There are many things that must fall into place when buying a home, and timing can be important. And as it turns out, March may be one of the best times to purchase a home in 2017.
Rising Interest Rates Put Pressure on Buying a Home before June
In December 2016, the Federal Reserve raised interest rates by a quarter-point. This was the second time rates had changed in nearly a decade. Then last Friday, the feds announced that another interest rate hike is imminent and may occur mid-month. The industry should know more when leaders meet March 14-15. Experts expect to see interest rates rise from 0.75 percent to 1.00 percent.
The changes are contingent on several economic events, including inflation and employment data. And although it may place pressure on buyers to secure their dream home sooner than later, it isn’t necessarily bad news. In fact, rising interest rates are a reflection of a strong job market and lower unemployment. The feds weigh recent data, such as unemployment filings that dropped close to a 44-year low toward the end of February, as part of its decision-making process. There are also benefits to rising rates, according to economists, like boosting mortgage lending, supporting the U.S. dollar and more.
Should buyers expect to see interest rates rise again in 2017? Yes. In fact, three interest rate hikes have been predicted by the central bank.
Buyers to Move Quickly in March
Rate changes typically coincide with federal meetings. The next meetings are in June, September and December, and it’s possible to see interest rates grow to 1.50 percent by year-end.

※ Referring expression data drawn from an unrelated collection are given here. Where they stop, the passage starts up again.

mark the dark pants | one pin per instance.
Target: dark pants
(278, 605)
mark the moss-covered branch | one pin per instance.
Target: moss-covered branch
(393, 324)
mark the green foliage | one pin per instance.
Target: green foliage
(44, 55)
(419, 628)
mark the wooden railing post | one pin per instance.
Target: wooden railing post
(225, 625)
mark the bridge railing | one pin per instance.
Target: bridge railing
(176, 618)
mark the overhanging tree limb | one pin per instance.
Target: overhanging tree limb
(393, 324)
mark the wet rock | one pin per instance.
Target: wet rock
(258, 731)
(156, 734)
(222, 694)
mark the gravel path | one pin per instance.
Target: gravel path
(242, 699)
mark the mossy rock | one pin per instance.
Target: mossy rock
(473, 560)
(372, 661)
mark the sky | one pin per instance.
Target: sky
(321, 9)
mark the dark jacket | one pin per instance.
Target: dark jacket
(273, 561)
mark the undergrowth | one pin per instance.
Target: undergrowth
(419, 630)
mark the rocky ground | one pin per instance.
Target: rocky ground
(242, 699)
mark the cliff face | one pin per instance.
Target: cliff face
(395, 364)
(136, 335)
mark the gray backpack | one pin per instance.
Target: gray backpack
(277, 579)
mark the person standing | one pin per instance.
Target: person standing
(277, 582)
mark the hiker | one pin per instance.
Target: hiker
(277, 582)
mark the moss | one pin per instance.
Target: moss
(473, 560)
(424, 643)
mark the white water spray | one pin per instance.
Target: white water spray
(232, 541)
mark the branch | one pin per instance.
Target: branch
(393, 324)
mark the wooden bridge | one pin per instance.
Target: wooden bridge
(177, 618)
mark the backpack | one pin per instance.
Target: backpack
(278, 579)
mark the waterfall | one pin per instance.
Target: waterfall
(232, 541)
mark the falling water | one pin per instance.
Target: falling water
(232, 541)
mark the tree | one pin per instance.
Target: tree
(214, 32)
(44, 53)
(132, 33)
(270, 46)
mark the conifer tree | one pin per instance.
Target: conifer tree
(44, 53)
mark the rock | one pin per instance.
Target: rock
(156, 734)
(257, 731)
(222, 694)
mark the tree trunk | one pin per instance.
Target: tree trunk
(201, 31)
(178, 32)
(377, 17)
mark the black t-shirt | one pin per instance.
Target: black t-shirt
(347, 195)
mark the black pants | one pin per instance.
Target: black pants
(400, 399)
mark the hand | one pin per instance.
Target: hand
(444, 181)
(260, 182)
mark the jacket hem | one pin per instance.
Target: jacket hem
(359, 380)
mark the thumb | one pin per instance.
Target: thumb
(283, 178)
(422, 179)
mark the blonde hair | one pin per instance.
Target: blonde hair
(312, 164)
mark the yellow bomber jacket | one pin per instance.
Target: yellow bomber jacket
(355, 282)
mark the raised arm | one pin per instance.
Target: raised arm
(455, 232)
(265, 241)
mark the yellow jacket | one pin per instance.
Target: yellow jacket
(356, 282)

Those buying a home, and hoping to score the lowest possible rates should consider the timing of these meetings. Financial experts are encouraging buyers to act before March 14, if possible, as interest rates and home prices are only expected to rise in 2017.
Historically Low Mortgages
Despite changing rates, future homebuyers should be reassured that mortgage rates are still at historic lows as a whole.
The highest recorded interest rate was 18.63 percent in 1981. The lowest was 3.13 percent in 2012. Considering the past 45 years, homebuyers are – and will continue to be – in a good place. In addition, much can happen throughout the course of a year — world events, new government administrations, changing regulations, and so on — which can impact rates.
Home Values Normalizing
Also changing? Home values. Appreciation rates are expected to reach 3.9 percent on a national scale, which is slightly lower than 2016 numbers. The industry saw growth at 4.8 percent last year. The Phoenix real estate market is considered an anomaly here. As the top real estate market for 2017, Valley home values are expected to surpass those numbers at 5.9 percent.
According to economists and financial experts, these are signs of a stabilizing housing market, which places home buying within reach for a larger population. In 2016, more than 59 percent of homes were considered in the affordable range for median income earners, and affordability is expected to remain stable, despite rising rates and home values.
Ways to Increase Buying Power
While interest rates and home values are hard to predict and impossible to control, there are many strategies homebuyers can employ to make the most out of real estate investments.
Become an attractive borrower:
- Work toward a FICO score of 740 or higher.
- Reduce your loan-to-value ratio to less than 60 percent.
- Ensure your debt-to-income ratio is no more than 28 percent.
- Consider lower amortization terms if interest rates are a concern.
Do your due diligence:
- Work with an expert. Be sure to partner with a realtor who understands your unique home-buying needs and has deep experience in your desired location and price point. If you’re interested in luxury real estate, for instance, your realtor should have a successful proven track record in this niche.
- Keep an open mind. An experienced realtor will be able to provide the inside scoop, like up-and-coming neighborhoods that will offer a bigger return on investment. Other considerations include various ownership options, properties that haven’t hit the market yet, and more.
- Leverage rental properties. Investing in a property with multiple rental units may boost your qualifying income and open up a world of new real estate opportunities.
- Consider Phoenix and Scottsdale real estate markets. Home values are rising faster than anywhere else in the country, making relocating to Arizona look more attractive than ever before.
Signs may point to rising interest rates, but they also point to a strong U.S. economy. Economic indicators make it a good time for buying or building a house — especially locking in a mortgage rate before March 14 — however, it’s always more important to make sure it is a good time for you, as a buyer. Work closely with your real estate agent to meet your unique investment goals — be it in March or later this year.